When it was pointed out that Mr Allan was “responding for the prime minister to a journalist”, Ms Kendall replied: “All ministers were told was that he (Mandelson) had got developed vetting status. We were not told that the Foreign Office took that decision whereas the UK security vetting advised against.”
But former foreign secretary Sir James Cleverly, who on Saturday said it was “inconceivable” that the prime minister and David Lammy were unaware of any problem with the vetting, said he believes the Whatsapp exchange “is the smoking gun which shows the prime minister may not be telling the truth”.
Green leader Zack Polanski added: “This is as close to a smoking gun I think as we’re going to get.”
On Sir Trevor’s show former chancellor Nadhim Zahawi said: “If David Maddox at The Independent asked this question seven months ago there is no way, and I have been in the room, that the head of comms for the prime minister wouldn’t have at least had the curiosity to say ‘where did this story come from? How did he fail? And why don’t we know about it?’
“There is no way that the cabinet secretary wouldn’t know about this failure. They may not have the details, but at least be told ‘by the way we have got a problem, he has been appointed but he has failed developed vetting afterwards’.
“They clearly had got the memo from the PM or (former chief of staff) Morgan McSweeney that this appointment is being made [so] don’t question it.”
A former senior civil servant, who dealt with a number of major crises which threatened to bring down previous governments, said the text exchange “points to some pretty serious dysfunction in the system”.
They added: ”If the Cabinet Office knew seven months beforehand and they just didn’t either didn’t tell the PM, or told the PM and he chose to ignore it, then that firstly that lets Olly off the hook completely, and secondly it raises some much more fundamental questions about the way the centre is working.”
Kemi Badenoch, who has called for Sir Keir to resign over the issue, is expected to ask about the WhatsApp messages on Monday.
Meanwhile the prime minister is facing growing pressure to consider his position from within his own party, with senior figures from the left and right calling on him to step down.
Lord Maurice Glasman, founder of the influential Blue Labour on the right, told The Telegraph: “He cannot conceivably continue as a credible prime minister any longer.
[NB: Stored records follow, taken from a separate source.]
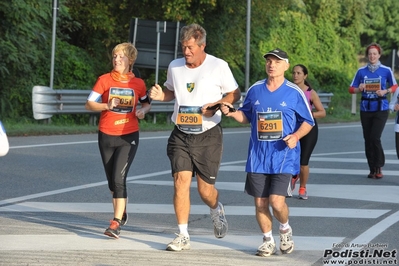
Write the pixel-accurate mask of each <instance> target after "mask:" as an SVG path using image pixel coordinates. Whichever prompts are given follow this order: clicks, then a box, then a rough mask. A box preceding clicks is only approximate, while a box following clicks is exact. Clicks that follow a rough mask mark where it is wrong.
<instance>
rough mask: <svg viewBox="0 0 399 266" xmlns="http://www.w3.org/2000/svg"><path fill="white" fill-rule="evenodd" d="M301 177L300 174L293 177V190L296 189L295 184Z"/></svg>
mask: <svg viewBox="0 0 399 266" xmlns="http://www.w3.org/2000/svg"><path fill="white" fill-rule="evenodd" d="M298 179H299V175H293V176H292V178H291V191H294V189H295V184H296V182H297V181H298Z"/></svg>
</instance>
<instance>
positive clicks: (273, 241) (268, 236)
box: [263, 230, 274, 242]
mask: <svg viewBox="0 0 399 266" xmlns="http://www.w3.org/2000/svg"><path fill="white" fill-rule="evenodd" d="M263 236H264V237H265V238H266V237H270V240H271V241H272V242H274V238H273V235H272V230H270V231H269V232H266V233H263Z"/></svg>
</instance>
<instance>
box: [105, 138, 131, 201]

And that’s all because he cannot say ‘I made a mistake, I’m sorry’.”
Jeremy Corbyn’s former shadow chancellor John McDonnell added: “The Starmer/ Mandelson crisis is just a symptom of toxic factionalism in Labour created by the dominance of the McSweeney/Mandelson Labour Together faction.”
Lord Mandelson, a political appointment rather than a career diplomat, was sacked from his Washington role last September when more details emerged about his relationship with paedophile financier Jeffrey Epstein, who died in 2019.
Sir Keir was already under fire over the decision to give Lord Mandelson the job, despite it being known that his dealings with Epstein continued after the financier’s conviction for child sex offences.